Light: Laboratory for Information Globalization and Harmonization Technologies February 15, 2004 (v13)

Laboratory for

Information Globalization and Harmonization Technologies

February 15, 2004 (v13)

Nazli Choucri {}

Stuart Madnick {}

Michael Siegel {}

Richard Wang {}

Massachusetts Institute of Technology

Cambridge, Massachusetts

Laboratory for Information Globalization and Harmonization Technologies (LIGHT)
Project Summary

The recent National Research Council study concluded: "Although there are many private and public databases that contain information potentially relevant to counter terrorism programs, they lack the necessary context definitions (i.e., metadata) and access tools to enable interoperation with other databases and the extraction of meaningful and timely information (emphasis added)"  That sentence succinctly describes the objectives of this project. Improved modes of access and use of information are needed to identify and anticipate sources of threat, to strengthen protection against threats, and to enhance our national and homeland security (NHS). These same capabilities are critical to other national priority areas, such as Economic Prosperity and a Vibrant Civil Society (ECS) and Advances in Science and Engineering (ASE).

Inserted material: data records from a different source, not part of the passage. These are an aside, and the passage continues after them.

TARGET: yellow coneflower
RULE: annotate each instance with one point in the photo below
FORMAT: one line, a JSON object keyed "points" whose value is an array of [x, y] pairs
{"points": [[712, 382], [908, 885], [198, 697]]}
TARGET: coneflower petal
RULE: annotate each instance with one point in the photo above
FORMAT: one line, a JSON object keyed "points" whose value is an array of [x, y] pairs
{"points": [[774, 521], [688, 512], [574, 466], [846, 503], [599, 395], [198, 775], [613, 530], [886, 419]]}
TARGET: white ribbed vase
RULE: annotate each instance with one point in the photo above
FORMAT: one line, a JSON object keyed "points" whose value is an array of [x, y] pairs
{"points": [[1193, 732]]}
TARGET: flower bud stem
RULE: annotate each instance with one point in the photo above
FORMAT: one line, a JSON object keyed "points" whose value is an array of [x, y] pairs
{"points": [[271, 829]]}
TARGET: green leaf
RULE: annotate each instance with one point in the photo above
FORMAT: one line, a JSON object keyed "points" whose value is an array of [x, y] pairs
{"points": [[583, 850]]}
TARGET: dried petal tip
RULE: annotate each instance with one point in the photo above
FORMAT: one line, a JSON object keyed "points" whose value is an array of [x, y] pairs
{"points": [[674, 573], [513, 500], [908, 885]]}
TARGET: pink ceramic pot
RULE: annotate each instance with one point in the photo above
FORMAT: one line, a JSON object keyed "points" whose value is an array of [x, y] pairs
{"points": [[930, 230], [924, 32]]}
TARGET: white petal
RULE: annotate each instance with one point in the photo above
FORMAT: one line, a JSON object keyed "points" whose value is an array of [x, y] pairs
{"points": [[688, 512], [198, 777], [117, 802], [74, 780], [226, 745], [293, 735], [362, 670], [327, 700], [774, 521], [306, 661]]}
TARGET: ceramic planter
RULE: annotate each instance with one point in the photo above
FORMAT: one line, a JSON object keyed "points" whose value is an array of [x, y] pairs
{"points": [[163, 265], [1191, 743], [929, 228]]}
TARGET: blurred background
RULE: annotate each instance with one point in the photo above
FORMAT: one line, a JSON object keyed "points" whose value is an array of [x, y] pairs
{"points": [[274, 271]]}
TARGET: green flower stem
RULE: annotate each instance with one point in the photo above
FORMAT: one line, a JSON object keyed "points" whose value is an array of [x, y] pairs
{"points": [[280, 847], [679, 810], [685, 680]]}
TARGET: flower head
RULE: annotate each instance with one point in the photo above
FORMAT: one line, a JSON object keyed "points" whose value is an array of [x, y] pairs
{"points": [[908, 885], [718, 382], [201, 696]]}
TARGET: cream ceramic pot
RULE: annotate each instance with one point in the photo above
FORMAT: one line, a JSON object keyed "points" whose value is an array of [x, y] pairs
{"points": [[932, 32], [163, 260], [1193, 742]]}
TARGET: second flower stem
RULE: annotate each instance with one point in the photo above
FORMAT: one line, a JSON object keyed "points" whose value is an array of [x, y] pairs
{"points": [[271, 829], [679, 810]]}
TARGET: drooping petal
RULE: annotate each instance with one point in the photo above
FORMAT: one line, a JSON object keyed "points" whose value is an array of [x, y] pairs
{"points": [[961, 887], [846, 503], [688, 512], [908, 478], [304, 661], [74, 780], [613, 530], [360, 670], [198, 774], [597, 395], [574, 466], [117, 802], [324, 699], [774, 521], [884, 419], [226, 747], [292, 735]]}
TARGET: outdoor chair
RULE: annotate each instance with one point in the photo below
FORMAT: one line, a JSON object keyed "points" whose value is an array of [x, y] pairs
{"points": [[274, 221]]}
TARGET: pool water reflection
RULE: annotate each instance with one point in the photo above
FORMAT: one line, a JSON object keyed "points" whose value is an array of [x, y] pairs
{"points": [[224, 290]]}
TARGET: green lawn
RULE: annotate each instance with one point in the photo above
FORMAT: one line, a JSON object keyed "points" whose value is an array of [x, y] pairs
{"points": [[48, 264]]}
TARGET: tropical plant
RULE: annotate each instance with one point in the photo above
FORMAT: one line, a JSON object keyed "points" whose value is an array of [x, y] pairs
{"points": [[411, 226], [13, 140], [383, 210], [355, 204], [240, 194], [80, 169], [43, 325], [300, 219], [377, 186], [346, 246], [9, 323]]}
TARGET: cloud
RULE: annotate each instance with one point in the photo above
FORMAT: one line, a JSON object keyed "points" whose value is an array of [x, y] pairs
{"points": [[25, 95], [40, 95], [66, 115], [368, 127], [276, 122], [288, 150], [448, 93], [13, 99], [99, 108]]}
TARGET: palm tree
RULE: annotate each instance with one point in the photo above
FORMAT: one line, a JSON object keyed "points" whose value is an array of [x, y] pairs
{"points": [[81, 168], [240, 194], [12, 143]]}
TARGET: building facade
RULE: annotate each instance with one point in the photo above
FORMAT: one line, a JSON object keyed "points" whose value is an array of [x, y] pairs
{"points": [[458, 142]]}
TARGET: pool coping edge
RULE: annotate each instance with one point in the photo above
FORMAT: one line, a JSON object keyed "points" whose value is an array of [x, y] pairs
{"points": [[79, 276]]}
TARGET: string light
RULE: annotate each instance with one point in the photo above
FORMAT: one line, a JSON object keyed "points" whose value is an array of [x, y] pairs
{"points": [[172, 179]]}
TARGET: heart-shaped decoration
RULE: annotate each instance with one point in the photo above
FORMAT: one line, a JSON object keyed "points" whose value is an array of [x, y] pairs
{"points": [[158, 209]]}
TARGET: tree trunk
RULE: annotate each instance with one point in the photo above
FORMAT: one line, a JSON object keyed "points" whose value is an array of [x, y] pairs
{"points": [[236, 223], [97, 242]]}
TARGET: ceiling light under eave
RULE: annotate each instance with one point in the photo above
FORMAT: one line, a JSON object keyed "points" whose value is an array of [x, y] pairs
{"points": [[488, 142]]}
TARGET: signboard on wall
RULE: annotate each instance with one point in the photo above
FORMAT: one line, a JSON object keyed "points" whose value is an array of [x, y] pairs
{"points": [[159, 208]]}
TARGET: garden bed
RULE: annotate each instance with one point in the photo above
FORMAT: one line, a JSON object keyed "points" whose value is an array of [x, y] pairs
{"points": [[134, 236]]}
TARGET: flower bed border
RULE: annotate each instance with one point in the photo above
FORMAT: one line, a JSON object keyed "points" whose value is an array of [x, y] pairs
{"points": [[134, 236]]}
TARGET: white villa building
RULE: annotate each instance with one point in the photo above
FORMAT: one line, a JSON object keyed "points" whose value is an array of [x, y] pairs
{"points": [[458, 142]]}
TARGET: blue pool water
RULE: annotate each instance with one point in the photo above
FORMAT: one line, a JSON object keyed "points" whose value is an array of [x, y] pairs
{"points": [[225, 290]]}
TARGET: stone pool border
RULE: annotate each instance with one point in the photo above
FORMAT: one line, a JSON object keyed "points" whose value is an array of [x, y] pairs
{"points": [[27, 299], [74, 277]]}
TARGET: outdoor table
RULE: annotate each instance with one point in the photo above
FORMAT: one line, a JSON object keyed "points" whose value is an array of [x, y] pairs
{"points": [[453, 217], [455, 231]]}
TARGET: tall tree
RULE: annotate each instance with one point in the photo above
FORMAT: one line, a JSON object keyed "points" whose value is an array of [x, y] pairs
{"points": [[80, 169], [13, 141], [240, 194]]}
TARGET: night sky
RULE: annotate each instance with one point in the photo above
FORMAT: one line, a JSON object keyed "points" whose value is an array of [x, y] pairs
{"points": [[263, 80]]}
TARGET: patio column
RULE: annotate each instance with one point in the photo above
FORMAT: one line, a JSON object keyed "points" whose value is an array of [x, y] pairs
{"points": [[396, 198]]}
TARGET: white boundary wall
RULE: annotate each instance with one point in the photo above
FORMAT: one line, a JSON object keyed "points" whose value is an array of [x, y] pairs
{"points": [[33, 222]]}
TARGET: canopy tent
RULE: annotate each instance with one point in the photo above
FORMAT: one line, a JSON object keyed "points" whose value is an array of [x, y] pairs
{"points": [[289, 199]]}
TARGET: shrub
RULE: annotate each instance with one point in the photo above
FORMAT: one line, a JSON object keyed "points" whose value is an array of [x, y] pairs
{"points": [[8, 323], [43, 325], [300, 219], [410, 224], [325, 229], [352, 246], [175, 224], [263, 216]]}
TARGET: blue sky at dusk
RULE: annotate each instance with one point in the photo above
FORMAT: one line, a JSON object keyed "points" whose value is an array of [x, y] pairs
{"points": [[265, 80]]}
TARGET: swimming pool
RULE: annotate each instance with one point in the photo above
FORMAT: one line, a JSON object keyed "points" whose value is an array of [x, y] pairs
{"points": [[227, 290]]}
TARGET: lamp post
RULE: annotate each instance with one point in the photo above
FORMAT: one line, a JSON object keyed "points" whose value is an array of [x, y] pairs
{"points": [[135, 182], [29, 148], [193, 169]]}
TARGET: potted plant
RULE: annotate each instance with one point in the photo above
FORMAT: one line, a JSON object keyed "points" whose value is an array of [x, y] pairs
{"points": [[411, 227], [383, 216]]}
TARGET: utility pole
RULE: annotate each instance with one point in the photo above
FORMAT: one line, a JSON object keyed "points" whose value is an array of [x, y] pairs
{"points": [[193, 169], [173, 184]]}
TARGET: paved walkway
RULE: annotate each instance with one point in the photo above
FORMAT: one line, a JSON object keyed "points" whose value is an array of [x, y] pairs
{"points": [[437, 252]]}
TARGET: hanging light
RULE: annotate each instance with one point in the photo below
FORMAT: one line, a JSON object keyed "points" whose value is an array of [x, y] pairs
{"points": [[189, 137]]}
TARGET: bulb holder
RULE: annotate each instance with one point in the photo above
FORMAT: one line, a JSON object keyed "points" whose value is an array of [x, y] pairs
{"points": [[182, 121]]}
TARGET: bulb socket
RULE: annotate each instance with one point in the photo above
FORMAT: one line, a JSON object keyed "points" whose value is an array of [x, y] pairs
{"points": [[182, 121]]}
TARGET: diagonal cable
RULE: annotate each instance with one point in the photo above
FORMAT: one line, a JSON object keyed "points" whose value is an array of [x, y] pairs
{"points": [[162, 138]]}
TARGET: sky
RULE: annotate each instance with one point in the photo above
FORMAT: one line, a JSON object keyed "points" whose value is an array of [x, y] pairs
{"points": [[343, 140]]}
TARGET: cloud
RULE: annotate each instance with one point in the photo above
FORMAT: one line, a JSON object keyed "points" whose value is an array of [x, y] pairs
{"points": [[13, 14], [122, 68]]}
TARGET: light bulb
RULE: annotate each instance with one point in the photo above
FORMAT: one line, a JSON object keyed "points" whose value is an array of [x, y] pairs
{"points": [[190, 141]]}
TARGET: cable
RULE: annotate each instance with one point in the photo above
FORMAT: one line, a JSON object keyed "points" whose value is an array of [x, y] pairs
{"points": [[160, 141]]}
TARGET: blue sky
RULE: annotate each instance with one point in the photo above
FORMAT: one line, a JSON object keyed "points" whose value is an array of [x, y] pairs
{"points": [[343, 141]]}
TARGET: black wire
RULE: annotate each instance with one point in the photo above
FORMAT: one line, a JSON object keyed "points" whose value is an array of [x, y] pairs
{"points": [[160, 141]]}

The focus of this project is the creation of a Laboratory for Information Globalization and Harmonization Technologies (LIGHT) which has two interrelated goals:

(1) Theory and Technologies: To research, design, develop, test, and implement theory and technologies for improving the reliability, quality, and responsiveness of automated mechanisms for reasoning and resolving semantic differences that hinder the rapid and effective integration (int) of systems and data (dmc) across multiple autonomous sources and the use of that information by public and private agencies involved in national and homeland security and the other national priority areas involving complex and interdependent social systems (soc). This work builds on our research on the COntext INterchange (COIN) project, which focused on the integration of diverse distributed heterogeneous information sources using ontologies, databases, context mediation algorithms, and wrapper technologies to overcome information representational conflicts. The COIN approach makes it substantially easier and more transparent for receivers (e.g., applications, users) to access and exploit distributed sources. Receivers specify their desired context to reduce certainty in the interpretation of information coming from heterogeneous sources. This approach significantly reduces the overhead involved in the integration of multiple sources, improves quality, increases the speed of integration, and simplifies maintenance in an environment of changing source and receiver context. The proposed research also builds on our Global System for Sustainable Development (GSSD), an Internet-based platform for information generation, provision, and integration of multiple domains, regions, languages, and epistemologies relevant to international relations and national security.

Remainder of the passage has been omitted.